New York Community Bancorp gained on Friday after its chief executive officer and other insiders bought more than 200,000 shares of the stock, which has lost about half its value since last week’s shock announcement of a dividend cut and larger loan-loss provisions.
The lender was up as much as 11% at midday in New York, for its biggest intraday gain since July, to as high as $4.63. Filings show a handful of insiders at the Hicksville, New York-based bank had purchased shares on Friday. Alessandro DiNello, who was appointed executive chairman this week, bought 50,000. CEO Thomas Cangemi purchased about 11,000, and several other insiders, including board members, also bought.
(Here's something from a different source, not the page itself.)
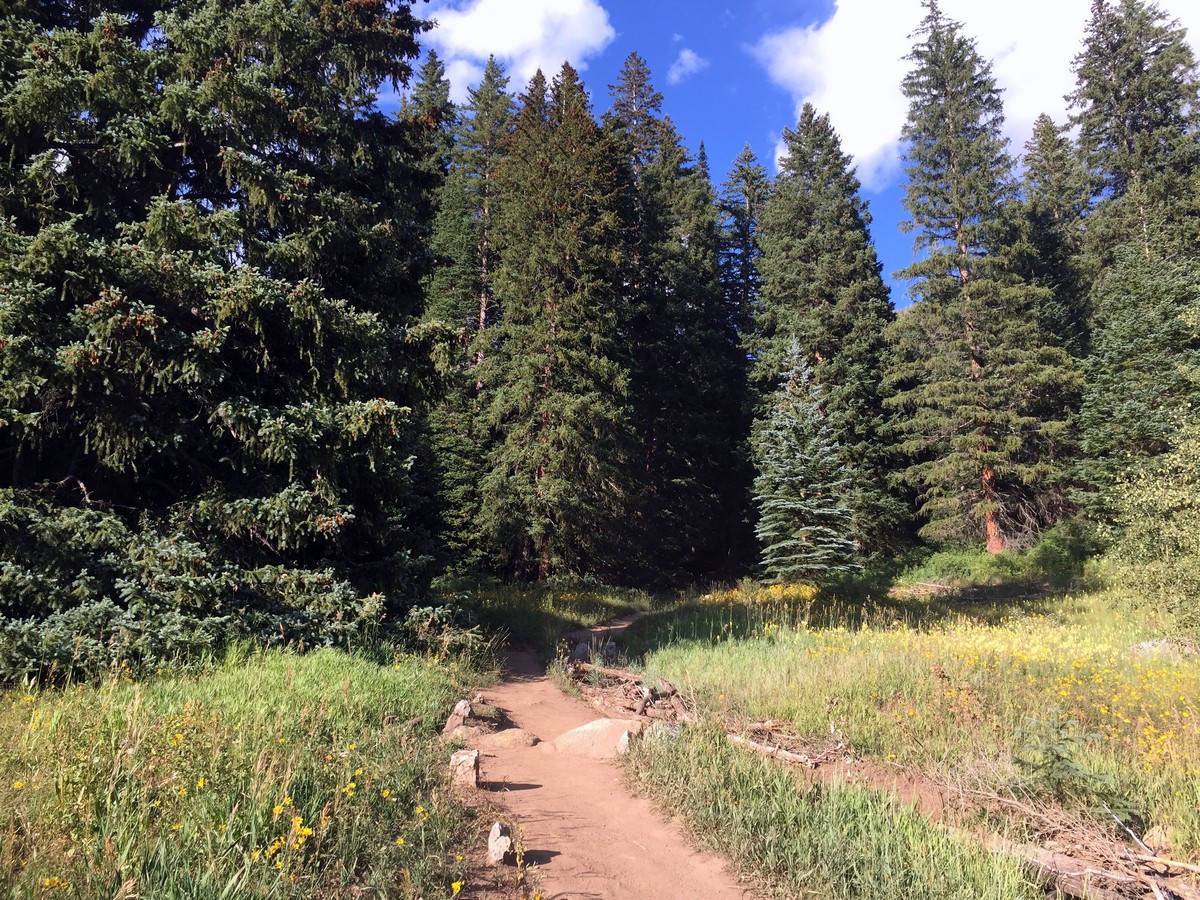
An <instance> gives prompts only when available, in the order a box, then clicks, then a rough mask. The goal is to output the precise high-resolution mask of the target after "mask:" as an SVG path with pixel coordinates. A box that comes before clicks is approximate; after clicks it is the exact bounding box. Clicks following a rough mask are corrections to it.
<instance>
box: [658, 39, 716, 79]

Combined, the purchases amount to about $860,000, according to a calculation by Bloomberg.
“Insider buying today is a very positive development — it is exactly what investors have wanted to see, renewed commitment to ‘eat their own cooking,’” said Christopher Marinac, an analyst at Janney Montgomery Scott.
The company’s market value has declined by more than $4 billion since its Jan. 31 announcement that it would slash its dividend and build a loan-loss provision that was much bigger than analysts had expected. The bank is grappling with concerns about its commercial-property loans and stiffer regulation due to its size. The surprise rattled regional-bank shares broadly, but the sector has since stabilized.
The bank didn’t immediately respond to phone and emailed requests for comment about the transactions.